Anatomy of a Traveler: The 20-Byte (Minimum) TCP Header

This header is like the segment's passport and shipping manifest, all rolled into one. Let's dissect it, field by field, understanding how the kernel populates and uses them.

1. Source Port (16 bits) and Destination Port (16 bits): The Digital Addresses

  • Story: Think of your server application. When it started, it bind()-ed to a specific port (e.g., 443 for HTTPS). This port number is its unique address within the server (identified by its IP address). The Source Port is this "return address." The Destination Port is the port number of the application on the receiving machine it wants to talk to.
  • Under the Hood: The kernel maintains a table of active ports and the processes associated with them. When your segment is being crafted, the kernel plucks the source port associated with the sending socket and looks up the destination port agreed upon during the connection setup (the TCP handshake). These 16-bit numbers allow up to 65,535 possible ports – a bustling city of potential communication endpoints on any machine.

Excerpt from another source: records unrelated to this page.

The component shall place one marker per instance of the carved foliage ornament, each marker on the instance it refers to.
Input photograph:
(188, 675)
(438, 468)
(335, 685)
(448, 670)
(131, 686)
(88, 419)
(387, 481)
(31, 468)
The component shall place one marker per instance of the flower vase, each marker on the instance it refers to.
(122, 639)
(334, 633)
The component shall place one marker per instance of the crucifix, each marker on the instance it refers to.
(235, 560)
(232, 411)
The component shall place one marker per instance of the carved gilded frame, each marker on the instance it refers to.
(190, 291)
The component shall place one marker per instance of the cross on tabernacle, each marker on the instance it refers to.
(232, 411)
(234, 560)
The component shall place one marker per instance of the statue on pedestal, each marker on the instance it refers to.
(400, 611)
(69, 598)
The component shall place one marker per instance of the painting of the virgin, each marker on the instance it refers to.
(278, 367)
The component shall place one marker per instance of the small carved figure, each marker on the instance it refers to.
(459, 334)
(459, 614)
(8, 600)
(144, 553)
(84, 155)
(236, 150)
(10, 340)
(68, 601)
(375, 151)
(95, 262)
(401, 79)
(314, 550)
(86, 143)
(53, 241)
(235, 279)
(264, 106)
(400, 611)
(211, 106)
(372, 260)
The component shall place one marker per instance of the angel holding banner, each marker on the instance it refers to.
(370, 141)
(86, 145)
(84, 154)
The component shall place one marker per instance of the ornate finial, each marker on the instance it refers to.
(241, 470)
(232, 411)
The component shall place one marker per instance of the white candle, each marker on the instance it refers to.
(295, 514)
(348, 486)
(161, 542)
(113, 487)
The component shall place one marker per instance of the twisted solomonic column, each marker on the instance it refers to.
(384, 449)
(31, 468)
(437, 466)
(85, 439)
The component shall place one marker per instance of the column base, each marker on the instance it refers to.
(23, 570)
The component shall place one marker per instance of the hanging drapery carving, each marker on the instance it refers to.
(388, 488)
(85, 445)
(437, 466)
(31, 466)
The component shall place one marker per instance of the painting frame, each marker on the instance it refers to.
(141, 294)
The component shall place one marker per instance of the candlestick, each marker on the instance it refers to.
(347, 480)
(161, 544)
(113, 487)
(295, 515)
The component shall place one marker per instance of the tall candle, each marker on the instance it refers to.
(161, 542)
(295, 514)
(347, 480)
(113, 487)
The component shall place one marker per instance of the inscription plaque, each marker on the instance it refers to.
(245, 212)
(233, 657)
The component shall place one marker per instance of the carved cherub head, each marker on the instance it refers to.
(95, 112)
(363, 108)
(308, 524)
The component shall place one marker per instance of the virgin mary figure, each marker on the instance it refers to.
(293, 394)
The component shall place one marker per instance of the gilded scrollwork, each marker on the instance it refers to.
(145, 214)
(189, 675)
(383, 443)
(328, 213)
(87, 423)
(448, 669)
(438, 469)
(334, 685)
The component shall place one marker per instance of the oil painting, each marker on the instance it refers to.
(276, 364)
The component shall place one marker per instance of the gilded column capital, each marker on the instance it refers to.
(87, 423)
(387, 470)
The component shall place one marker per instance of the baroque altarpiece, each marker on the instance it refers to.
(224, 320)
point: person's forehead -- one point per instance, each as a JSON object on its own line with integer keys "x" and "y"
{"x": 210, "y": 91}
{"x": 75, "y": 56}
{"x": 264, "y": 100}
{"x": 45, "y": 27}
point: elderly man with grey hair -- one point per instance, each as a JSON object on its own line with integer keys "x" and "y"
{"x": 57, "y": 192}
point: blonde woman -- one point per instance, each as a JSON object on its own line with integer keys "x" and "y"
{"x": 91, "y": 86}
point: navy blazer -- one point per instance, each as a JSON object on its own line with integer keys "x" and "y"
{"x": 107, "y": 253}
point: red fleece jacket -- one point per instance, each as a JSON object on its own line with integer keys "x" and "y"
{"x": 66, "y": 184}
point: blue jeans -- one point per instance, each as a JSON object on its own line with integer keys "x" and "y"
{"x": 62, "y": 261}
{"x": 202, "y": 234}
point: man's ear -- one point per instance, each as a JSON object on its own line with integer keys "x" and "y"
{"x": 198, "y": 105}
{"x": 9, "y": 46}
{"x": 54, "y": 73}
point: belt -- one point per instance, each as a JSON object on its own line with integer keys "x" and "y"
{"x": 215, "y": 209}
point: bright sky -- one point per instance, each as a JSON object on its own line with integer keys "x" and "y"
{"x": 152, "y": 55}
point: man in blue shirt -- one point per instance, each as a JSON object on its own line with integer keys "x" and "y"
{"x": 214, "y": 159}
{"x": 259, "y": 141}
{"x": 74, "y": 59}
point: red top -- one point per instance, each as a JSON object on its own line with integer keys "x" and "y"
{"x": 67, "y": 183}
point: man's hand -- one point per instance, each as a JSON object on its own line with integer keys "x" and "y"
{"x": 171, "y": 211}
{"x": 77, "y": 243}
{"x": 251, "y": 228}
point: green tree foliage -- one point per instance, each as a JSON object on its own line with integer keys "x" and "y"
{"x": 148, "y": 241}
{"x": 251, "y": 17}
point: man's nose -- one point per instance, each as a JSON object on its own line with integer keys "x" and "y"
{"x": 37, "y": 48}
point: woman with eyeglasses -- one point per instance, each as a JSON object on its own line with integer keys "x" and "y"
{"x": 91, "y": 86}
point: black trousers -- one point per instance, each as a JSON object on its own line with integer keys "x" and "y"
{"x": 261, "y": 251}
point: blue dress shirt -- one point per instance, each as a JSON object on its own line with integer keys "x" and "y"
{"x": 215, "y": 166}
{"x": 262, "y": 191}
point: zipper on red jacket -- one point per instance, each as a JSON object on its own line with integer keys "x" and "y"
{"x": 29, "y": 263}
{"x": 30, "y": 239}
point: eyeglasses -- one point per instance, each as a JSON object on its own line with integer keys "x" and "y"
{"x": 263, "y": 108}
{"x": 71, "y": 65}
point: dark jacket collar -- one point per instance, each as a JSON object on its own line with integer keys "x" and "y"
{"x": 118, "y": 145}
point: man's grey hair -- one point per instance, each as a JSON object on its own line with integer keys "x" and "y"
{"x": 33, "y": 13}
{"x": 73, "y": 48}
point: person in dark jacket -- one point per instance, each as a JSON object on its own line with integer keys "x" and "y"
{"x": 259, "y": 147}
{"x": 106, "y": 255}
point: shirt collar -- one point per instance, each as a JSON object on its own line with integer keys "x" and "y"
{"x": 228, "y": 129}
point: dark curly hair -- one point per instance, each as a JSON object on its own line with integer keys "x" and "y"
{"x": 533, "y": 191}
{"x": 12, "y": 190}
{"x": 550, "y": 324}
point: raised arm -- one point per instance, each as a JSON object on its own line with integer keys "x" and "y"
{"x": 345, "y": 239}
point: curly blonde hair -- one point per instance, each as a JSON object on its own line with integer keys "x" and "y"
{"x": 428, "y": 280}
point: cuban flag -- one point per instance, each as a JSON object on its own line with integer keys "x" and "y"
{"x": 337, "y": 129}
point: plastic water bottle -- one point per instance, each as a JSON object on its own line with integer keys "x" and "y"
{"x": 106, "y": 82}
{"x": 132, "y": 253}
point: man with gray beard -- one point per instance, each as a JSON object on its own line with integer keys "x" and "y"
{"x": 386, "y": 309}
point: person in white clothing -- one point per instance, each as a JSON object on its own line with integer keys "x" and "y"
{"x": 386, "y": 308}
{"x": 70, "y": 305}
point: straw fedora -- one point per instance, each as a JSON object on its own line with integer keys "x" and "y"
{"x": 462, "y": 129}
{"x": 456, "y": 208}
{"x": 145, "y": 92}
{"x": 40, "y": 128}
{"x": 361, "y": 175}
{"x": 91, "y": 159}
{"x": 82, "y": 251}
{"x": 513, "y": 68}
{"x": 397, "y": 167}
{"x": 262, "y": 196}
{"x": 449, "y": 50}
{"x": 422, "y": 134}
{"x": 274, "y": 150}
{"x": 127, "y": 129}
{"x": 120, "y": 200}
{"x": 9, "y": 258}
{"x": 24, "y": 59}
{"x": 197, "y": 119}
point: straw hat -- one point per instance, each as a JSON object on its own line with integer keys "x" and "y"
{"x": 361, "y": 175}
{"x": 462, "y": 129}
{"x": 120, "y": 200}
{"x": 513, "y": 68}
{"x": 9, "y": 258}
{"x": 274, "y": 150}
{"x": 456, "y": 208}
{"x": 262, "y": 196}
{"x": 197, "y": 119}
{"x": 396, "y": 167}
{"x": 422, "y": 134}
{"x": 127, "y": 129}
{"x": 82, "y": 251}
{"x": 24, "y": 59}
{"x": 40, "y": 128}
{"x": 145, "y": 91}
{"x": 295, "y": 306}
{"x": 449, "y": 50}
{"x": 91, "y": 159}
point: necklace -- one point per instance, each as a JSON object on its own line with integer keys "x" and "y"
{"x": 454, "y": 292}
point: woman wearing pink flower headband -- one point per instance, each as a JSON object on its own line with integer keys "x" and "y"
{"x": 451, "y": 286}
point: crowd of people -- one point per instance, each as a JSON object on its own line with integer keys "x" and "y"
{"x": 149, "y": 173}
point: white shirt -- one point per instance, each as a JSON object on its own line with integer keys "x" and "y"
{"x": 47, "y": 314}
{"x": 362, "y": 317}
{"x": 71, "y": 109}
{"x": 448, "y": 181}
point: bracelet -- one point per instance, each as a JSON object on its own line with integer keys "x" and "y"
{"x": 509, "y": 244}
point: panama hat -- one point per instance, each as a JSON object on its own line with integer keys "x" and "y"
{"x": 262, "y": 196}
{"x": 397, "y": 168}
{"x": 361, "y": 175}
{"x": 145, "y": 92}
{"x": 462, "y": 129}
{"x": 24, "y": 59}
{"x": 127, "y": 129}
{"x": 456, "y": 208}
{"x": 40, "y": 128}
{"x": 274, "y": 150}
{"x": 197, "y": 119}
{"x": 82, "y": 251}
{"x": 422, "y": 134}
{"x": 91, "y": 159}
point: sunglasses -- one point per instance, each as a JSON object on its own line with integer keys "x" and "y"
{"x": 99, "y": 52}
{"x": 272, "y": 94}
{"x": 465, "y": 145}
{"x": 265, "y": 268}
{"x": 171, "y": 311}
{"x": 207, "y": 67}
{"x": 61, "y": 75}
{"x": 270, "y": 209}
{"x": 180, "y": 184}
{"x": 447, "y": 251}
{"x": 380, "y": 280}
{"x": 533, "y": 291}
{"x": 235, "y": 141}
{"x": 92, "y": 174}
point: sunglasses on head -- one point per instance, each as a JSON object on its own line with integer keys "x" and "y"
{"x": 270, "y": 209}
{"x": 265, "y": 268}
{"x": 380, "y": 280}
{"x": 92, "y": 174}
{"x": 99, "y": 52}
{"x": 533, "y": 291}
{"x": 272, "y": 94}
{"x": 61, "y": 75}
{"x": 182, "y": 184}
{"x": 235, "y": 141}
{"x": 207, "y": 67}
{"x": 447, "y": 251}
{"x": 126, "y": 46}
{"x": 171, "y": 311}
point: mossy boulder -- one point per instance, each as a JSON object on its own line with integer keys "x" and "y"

2. Sequence Number (32 bits): The "Page Number" of Your Data Stream

  • Story: TCP guarantees ordered delivery. But networks are chaotic; packets can take different routes, get delayed, or arrive out of order. Imagine sending a multi-volume epic novel one page at a time. Without page numbers, reassembling it would be a nightmare! The Sequence Number is that page number. It tells the receiver the byte position in the overall data stream where this segment's payload begins.
  • Under the Hood: For a new connection, the Initial Sequence Number (ISN) is chosen pseudo-randomly by the kernel (a security measure to prevent connection hijacking). For subsequent segments, the kernel meticulously increments this number by the number of bytes sent in the previous segment's payload. This 32-bit field allows for a massive 4GB of byte numbering before it wraps around – usually more than enough for most connections.

3. Acknowledgment Number (ACK Number) (32 bits): The "Got It, Send Next!"

  • Story: This is the receiver's way of saying, "I've successfully received all data up to byte X, and I'm now expecting the segment that starts with byte X+1." It's the backbone of TCP's reliability. If the sender doesn't get an ACK for a segment, it knows something went wrong and resends.
  • Under the Hood: When the kernel on the receiving end gets a segment, it checks the Sequence Number. If it's the one it's expecting, it processes the data, then prepares an ACK segment to send back. The ACK number it puts in this response is the next sequence number it expects. This field is only valid if the ACK flag (see below) is set.

4. Data Offset (Header Length) (4 bits): "My Header is This Big"

  • Story: The TCP header is at least 20 bytes, but it can be larger if TCP options (like MSS or SACK) are included. This 4-bit field tells the receiver how many 32-bit words (4-byte chunks) are in the header. So, a value of 5 here means 5 * 4 = 20 bytes. If it's 6, it means 24 bytes.
  • Under the Hood: The kernel calculates this based on whether any TCP options are being added to this specific segment. The receiver's kernel uses this to know exactly where the actual application payload begins in the segment.

5. Reserved (3 bits): "For Future Use, Do Not Touch!"

  • Story: These bits are set aside for future protocol enhancements. For now, they must be zero.
  • Under the Hood: The kernel simply sets these to zero.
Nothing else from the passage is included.